Voted.....

Dammit, you got me. :P

Those hacked accounts are because of people's carelessness about their stuff.

Even 1000-steps won't help if someone infects their PC with malware or uses "123" passwords.

Meanwhile caring users will have additional hassle to go through.

Then why not at least make it optional like Steam Guard?

Signed! and what is your point? Maybe it would be beneficial for us smarter individuals!

And disabled by default.

But then result: careless people won't use that option as they aren't really caring. Waste of resources.

And having such things enabled by default is doing your caring customer a disservice. For as long as there are enough careless users and users with "123" passwords, hackers are satisfied and don't work on more elaborated hacking and phishing tools. Which on its own is beneficial.

Anyway, there is no need to seed panic. There will always be hacked accounts, because there will always be careless people and hackers, who will use opportunity to steal their accounts. Of course everyone can become victim of some inventive hackers, but it should be taken as lesson for future instead of being used as reason to add more hassle for others.

Agreed, but we should still have the option.

I just still find it really odd that we really didn't see these reports of stolen accounts until The Witcher 3 and Galaxy launched. I don't think it's asking too much to have the option of two-step to give some peace of mind.

It is better to have the option then not have it at all.

The wishlish item should be more detailed before I can vote for it. For instance:

- Overall, it should be optional.

- I have no interest to spread my personal phone number to all international stores and web sites, just for extra verification (since one of the suggestions was a SMS verification; I don't want to use one).

- More specifically, I am all for email and password changes triggering a verification to some email address, there it makes sense. However, the hotmail/Steam-like two-step verification when you are merely trying to access your account with a web browser abroad (or because the cookies are cleared) is a definite no-no to me. I always have big issues reading my Hotmail email abroad because of that stupid shit.

Instead of that, yes for a email notification (not verification) if my account is accessed from a new computer or abroad.

So in short: yes for two-step email verification for email and password changes, and notifying if the account is used in a new place/computer. No to everything else (can be optional, I don't care).

Voted a long time ago. Also it should be optional but default on.

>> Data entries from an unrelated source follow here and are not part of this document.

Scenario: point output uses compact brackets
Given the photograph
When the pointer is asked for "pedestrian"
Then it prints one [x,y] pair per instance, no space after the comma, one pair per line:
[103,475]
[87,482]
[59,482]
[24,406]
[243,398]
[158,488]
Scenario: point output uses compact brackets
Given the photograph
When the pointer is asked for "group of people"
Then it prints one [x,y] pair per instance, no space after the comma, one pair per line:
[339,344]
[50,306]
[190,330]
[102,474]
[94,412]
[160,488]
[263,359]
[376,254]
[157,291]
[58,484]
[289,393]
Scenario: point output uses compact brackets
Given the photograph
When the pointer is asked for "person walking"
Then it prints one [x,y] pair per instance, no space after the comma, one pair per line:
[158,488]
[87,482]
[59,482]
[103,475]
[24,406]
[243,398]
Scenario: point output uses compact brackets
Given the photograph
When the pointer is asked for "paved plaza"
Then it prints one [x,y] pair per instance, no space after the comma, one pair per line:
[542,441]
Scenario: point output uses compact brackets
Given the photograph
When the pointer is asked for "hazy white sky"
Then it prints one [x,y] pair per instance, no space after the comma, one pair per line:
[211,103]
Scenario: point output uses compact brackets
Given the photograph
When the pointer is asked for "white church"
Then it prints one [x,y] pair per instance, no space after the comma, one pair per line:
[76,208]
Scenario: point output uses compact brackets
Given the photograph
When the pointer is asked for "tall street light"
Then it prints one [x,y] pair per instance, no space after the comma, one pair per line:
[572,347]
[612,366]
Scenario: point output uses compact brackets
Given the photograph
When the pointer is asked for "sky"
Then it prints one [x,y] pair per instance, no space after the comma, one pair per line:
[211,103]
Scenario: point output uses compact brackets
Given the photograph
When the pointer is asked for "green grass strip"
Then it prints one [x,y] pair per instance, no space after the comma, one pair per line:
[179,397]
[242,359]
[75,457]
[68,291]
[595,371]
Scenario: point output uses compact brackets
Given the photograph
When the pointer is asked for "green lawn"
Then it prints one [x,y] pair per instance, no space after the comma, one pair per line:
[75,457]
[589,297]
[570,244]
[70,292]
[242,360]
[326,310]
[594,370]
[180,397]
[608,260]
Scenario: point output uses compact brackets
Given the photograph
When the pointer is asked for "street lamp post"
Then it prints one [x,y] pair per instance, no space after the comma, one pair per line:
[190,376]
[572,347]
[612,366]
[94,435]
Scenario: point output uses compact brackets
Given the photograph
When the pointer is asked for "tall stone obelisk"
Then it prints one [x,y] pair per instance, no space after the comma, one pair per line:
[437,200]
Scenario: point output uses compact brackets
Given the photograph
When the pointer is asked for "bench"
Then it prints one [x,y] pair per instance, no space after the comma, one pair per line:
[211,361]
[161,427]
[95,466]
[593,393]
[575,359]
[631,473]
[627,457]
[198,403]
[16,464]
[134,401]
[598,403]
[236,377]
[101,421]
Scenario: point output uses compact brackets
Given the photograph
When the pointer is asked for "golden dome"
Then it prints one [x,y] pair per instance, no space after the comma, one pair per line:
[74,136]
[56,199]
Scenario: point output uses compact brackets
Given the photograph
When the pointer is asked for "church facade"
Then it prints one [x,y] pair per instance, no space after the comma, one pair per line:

I don't find it odd. There were probably lots of new GOG accounts created during The Witcher 3 launch, especially due to those NVidia codes. This also garnered attention among the hackers and people wanting to make extra money with stolen accounts. Hence, GOG became a big target, especially as they found out GOG doesn't have strict two-step verification like many other sites or services (like Steam),

I don't think it has anything to do with the Galaxy launch (which happened to take place at the same time). Some people who had not used Galaxy nor TW3 have also reported their account being hacked. The most probable explanation is using the same password/username combination somewhere else, or having some keylogger malware on your PC, like Windows 10.

Why? As long as it can be easily switched off, I say keep it enabled by default for new users so that there will be less hacked accounts _by default_.

But to me the important part is that there should be several options for the security, not simply a "have everything enabled" (even things that I personally find a true pain in the ass) or everything disabled.

As I said, I'd enable two-step verification for changing email address and password (and possibly some other user options, albeit I don't care that much if some hacker manages to change my avatar picture...), and enable GOG to notify me in email if the account is accessed on a new PC or country. Everything else disabled.

I'd still feel better with an option for two-step. I really don't want to have to wait for days for support (missing sales) and then pray I go through the steps correctly to get back control of my account.

Edit: And the greater attention from hackers from TW3 and Galaxy launch is exactly why gog needs two-step.